# Joining a AKC Club?



## WinitheGSD (Sep 21, 2008)

What are the benefits of joining a local AKC club? Do you have to go to meetings(are there any)? I'm thinking about showing (after we fix a little socializing problem







) and I didn't know if I should register in a local club. I don't really know anything about local AKC clubs. So if ya'll could please explain them, I would be really grateful!! 

also how old is to old for puppy matches? are there matches for older dogs?


----------



## amjrchamberlain (Mar 8, 2005)

Hi again! 

You should definately join a local club. I don't have a local GSD club here, the closest for me is 2 hours drive, but I am a member of the parent club (GSDCA) and of several local clubs.

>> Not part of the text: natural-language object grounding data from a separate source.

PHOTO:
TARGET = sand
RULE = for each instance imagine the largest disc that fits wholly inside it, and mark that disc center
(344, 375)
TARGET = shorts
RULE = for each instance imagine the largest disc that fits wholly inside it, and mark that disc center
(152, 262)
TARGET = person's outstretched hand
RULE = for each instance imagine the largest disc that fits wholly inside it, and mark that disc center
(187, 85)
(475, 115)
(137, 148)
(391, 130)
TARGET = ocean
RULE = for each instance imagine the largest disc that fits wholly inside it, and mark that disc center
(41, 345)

There are meetings to attend, it usually varies, but they may occur every month. Your membership in a local club will put you in a great position to help the club host their events and to gain experience from volunteering for them.







In addition to the experience you can gain, you will also get to meet lots of great dog people and dogs! You can find local mentors to help you learn about showing at the club. 

I'm sure others will be along shortly to post even more benefits, but until then, I say, yes, go for it!









RE: matches - that's a question best left to someone else!


----------



## Xeph (Jun 19, 2005)

Matches are for dogs of any age


----------